La deuxième, Sirène blonde, me pompa avec une science telle que les distractions dont parle Forberg me paraissent maintenant une rigolade de collégien naïf. J’abusai des sept Sirènes, chacune à son tour, m’offrant qui sa bouche, qui ses fesses, qui sa motte, qui ses aisselles, qui ses pommes d’amour, qui sa main, qui sa queue. Par les Sirènes, ma pine fut sucée, prisonnière, arme blanche, bercée par les aisselles et choyée par les seins, secouée, enroulée de toutes les manières. Je passai la nuit en leur compagnie, soit au creux de la dune, soit au pied de celle-ci, dans une grotte où je fus le second homme admis à pénétrer.
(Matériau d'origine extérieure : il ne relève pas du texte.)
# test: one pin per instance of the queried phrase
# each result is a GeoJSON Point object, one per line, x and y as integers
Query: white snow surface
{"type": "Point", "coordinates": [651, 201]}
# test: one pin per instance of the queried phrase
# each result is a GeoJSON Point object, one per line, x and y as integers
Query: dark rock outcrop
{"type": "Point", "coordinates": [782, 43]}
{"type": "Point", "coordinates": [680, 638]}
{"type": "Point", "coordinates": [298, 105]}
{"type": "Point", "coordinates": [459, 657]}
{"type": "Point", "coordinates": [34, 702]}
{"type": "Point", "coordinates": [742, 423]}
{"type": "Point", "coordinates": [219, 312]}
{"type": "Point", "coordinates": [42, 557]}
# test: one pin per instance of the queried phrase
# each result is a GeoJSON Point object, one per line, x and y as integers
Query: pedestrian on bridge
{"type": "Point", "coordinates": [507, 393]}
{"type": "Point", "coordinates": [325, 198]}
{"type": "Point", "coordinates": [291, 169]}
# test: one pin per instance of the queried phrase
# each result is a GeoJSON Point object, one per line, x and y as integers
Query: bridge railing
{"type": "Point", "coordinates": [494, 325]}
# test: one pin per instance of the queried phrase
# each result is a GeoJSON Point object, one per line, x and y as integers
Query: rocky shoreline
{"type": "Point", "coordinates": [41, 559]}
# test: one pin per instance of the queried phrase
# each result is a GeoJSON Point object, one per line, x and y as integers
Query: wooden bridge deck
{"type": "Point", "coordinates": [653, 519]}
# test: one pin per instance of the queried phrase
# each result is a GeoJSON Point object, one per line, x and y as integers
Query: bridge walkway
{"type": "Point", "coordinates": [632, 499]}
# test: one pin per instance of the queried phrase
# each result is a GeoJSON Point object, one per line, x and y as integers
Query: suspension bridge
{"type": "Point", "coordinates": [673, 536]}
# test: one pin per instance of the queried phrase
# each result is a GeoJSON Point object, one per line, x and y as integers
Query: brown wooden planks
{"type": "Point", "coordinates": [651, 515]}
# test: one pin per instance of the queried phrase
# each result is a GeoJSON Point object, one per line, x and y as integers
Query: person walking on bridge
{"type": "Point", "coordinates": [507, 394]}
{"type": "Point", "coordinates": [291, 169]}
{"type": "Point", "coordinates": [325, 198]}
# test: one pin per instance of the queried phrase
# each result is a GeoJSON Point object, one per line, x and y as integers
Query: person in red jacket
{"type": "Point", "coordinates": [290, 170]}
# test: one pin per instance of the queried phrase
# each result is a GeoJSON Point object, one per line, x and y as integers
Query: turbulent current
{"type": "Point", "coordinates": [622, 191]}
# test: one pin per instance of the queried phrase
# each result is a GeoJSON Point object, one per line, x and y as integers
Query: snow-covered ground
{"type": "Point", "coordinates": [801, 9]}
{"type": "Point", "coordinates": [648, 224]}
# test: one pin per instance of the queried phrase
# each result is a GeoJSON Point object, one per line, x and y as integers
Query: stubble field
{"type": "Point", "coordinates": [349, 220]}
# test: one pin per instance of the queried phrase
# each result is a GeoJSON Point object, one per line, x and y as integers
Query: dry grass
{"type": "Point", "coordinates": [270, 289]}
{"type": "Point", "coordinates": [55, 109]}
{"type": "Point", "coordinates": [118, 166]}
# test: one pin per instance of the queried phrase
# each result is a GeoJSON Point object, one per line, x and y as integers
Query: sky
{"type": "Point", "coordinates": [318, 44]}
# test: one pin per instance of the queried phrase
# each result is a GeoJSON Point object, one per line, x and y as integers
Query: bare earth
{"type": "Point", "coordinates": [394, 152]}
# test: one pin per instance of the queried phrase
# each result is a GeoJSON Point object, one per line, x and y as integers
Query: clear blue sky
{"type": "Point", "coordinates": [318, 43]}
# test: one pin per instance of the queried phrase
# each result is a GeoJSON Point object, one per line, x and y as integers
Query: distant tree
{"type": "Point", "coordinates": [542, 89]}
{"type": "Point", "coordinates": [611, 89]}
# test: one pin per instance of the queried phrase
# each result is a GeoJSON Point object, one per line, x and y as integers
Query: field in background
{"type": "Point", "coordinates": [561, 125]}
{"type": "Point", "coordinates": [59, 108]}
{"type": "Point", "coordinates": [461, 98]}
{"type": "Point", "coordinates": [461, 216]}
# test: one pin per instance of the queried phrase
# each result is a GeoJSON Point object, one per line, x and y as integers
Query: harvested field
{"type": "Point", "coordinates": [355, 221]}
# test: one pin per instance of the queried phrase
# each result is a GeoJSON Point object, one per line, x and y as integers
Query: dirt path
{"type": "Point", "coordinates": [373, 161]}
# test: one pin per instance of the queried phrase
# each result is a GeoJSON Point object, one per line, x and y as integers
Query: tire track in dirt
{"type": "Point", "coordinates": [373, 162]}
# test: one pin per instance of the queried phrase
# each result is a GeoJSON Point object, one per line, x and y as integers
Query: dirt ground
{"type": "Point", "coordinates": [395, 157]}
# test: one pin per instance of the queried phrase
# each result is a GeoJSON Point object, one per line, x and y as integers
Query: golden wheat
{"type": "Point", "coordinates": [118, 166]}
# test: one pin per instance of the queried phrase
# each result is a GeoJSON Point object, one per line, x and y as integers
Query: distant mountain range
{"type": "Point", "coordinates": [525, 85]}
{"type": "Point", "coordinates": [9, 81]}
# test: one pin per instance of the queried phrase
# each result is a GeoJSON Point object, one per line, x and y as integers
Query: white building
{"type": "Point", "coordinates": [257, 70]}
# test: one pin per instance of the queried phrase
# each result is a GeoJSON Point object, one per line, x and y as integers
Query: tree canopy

Le premier avait été un navigateur dont la postérité a conservé le nom et qui passe pour disparu dans une tempête, alors que, recueilli par les maîtresses de la mer, il est mort au bordel des Sirènes du dépit et du regret de ne pouvoir se livrer sur des mousses aux habitudes de sodomie qu’il avait jadis contractées.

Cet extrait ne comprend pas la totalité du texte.